Все сказанное касается смысла предложения о Лоте и Христе, но предложение имеет вторую часть – утверждение: Кирилл утверждает, что в печали Василий поступил как Лот, в то время как должен был подражать Христу. Продвигает нас в решении вопроса об авторстве Василия и следующая фраза из Послания Кирилла: «…не надмевайся величанием и не осуждай других». Эти слова Кирилла обращены к Василию, несмотря на только что произнесенные им слова с другим значением в начале Послания: «…поистине славный и великий во всем мире архимандрит, отец отцов, великий для всех путеводитель к горнему… Конечно, не по неведению вопрошаешь о сем» (о святом образе схимы). Поэтому слова Кирилла к Василию о гордыне и осуждении других, при указанных обстоятельствах, были бы неуместны: «ведения» на этот счет у самого Василия было достаточно. Недоразумение это может быть устранено только в том случае, если Василий уже поступил так: проявил гордыню и склонность к осуждению других. В связи с этим, должно быть, Кирилл и написал ему: когда он примет схиму и станет искусным черноризцем («поставит душе опору, как столп, Божию помощь, чтобы она пребывала неколебима, как наковальня, ни от добрых, ни от худых людей»), то чтобы он «не надмевался величанием и не осуждал других» (Макарий, 1995. С. 358).

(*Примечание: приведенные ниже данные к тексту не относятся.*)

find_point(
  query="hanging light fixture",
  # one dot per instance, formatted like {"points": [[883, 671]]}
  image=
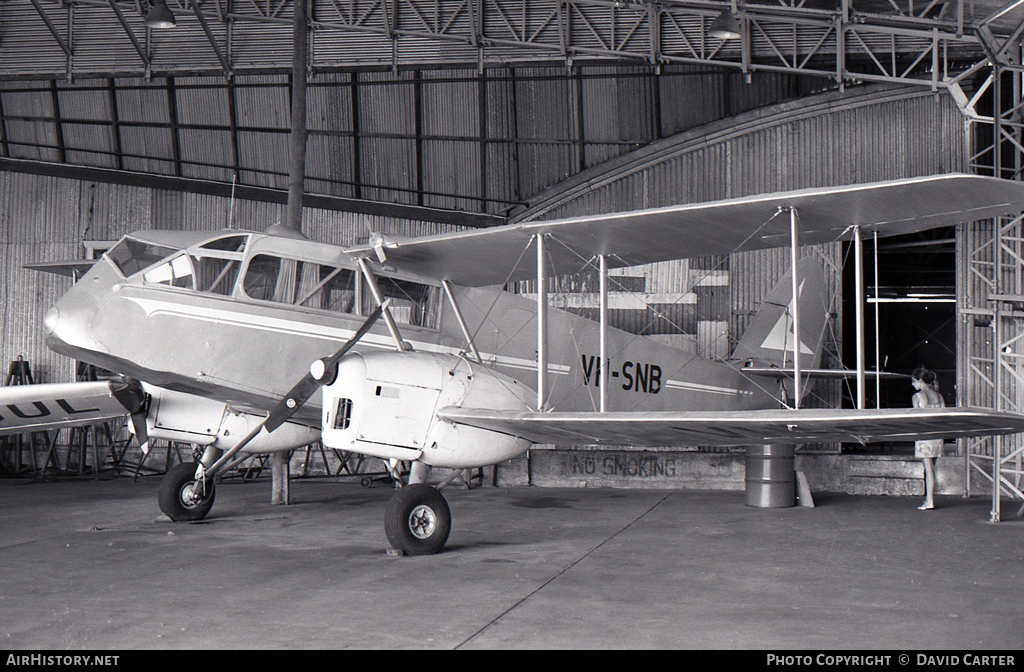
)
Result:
{"points": [[725, 27], [159, 15]]}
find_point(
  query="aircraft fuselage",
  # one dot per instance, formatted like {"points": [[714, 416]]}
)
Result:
{"points": [[238, 317]]}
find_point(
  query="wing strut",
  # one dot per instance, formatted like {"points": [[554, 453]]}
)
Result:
{"points": [[462, 321]]}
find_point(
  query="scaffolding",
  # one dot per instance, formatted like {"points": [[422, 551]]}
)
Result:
{"points": [[990, 279]]}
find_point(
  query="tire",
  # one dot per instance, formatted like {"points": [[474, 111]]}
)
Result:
{"points": [[173, 489], [418, 520]]}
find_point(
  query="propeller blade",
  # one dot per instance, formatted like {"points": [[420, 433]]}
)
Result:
{"points": [[322, 373], [131, 395]]}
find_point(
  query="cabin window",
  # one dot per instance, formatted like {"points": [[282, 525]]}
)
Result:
{"points": [[175, 273], [336, 289], [229, 244], [130, 255], [330, 289], [261, 277]]}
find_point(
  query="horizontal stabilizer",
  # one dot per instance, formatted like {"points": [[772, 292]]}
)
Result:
{"points": [[72, 268], [741, 427]]}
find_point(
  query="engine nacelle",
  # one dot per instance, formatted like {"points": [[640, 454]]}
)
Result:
{"points": [[186, 418], [385, 405]]}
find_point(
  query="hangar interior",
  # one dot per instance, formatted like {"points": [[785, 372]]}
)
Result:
{"points": [[430, 117]]}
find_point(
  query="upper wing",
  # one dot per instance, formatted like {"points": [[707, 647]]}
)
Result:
{"points": [[483, 256], [824, 374], [52, 406], [741, 427]]}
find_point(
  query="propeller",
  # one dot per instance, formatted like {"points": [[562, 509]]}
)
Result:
{"points": [[131, 395], [321, 373]]}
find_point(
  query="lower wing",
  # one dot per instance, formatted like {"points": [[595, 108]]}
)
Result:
{"points": [[741, 427], [52, 406]]}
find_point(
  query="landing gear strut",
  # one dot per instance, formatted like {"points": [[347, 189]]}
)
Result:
{"points": [[182, 497], [417, 519]]}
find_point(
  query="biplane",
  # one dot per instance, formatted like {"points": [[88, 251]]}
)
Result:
{"points": [[414, 351]]}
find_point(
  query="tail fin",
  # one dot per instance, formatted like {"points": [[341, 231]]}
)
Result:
{"points": [[768, 339]]}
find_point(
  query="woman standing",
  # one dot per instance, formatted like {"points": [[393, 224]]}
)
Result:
{"points": [[927, 397]]}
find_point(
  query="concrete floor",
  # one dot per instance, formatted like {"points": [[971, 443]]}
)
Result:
{"points": [[93, 564]]}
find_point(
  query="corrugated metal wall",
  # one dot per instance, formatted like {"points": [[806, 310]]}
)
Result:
{"points": [[478, 141]]}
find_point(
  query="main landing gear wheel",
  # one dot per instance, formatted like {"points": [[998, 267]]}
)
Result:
{"points": [[418, 520], [178, 498]]}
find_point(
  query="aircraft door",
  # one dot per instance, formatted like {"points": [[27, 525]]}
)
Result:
{"points": [[400, 396]]}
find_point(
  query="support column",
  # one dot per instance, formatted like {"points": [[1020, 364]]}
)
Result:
{"points": [[280, 493], [858, 258], [794, 250], [542, 323], [602, 369]]}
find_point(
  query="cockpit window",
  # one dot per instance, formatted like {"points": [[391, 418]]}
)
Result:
{"points": [[130, 255], [176, 273], [229, 244]]}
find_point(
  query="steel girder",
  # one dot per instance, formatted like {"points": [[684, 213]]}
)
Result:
{"points": [[858, 41]]}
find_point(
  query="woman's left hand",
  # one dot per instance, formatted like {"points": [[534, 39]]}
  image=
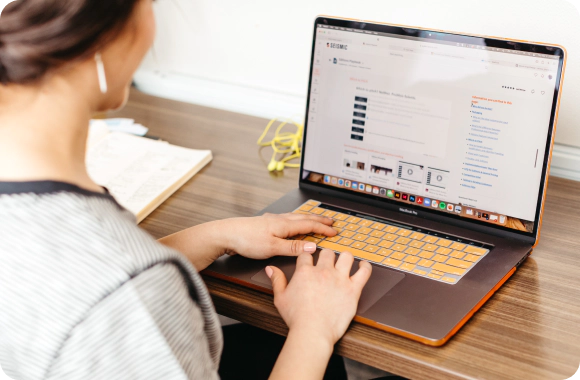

Если я прав, утверждая, что Послание Кирилла к Василию содержит отклик на событие поступка Василия, связанного с походом Игоря на половцев в 1185 г., то можно говорить и о втором сочинении Кирилла – «Повести к Василию, игумену Печерскому…» как о заключающем в себе потаенную связь с этим же событием. Но если это не так, тогда зачем архимандрита-игумена, «отца отцов, великого для всех путеводителя к горнему», убеждать, что монастырь есть «гора Божия, гора тучная, гора усырйнная… <…> Гора, юже благоволи Бог жити в ней» (Пс. 67, 16–17)?
Для своей Повести Кирилл воспользовался притчей из Повести о Варлааме и Иоасафе, индийском царевиче. Но у Кирилла не та же самая притча, она, в соответствии с обстоятельствами ее написания, значительно усложнена. В первоисточнике эта притча представлена так. Один хороший царь заблуждался только в одном: одержим был идолопоклонством. Однажды ночью царь со своим мудрым советником вышел походить по городу. Увидели они жилище под землей в виде пещеры, из оконца исходил луч света. В жилище находился человек, одетый в убогое рубище, перед ним стояла его жена, наливая ему вино в чашу, она пела и плясала, увеселяя его, и ублажала мужа похвалами. Советник изъяснил царю, что это те, кто видит истину вечной жизни и славу превосходящих всё благ. Далее царь стал жить в истинной вере и благочестии.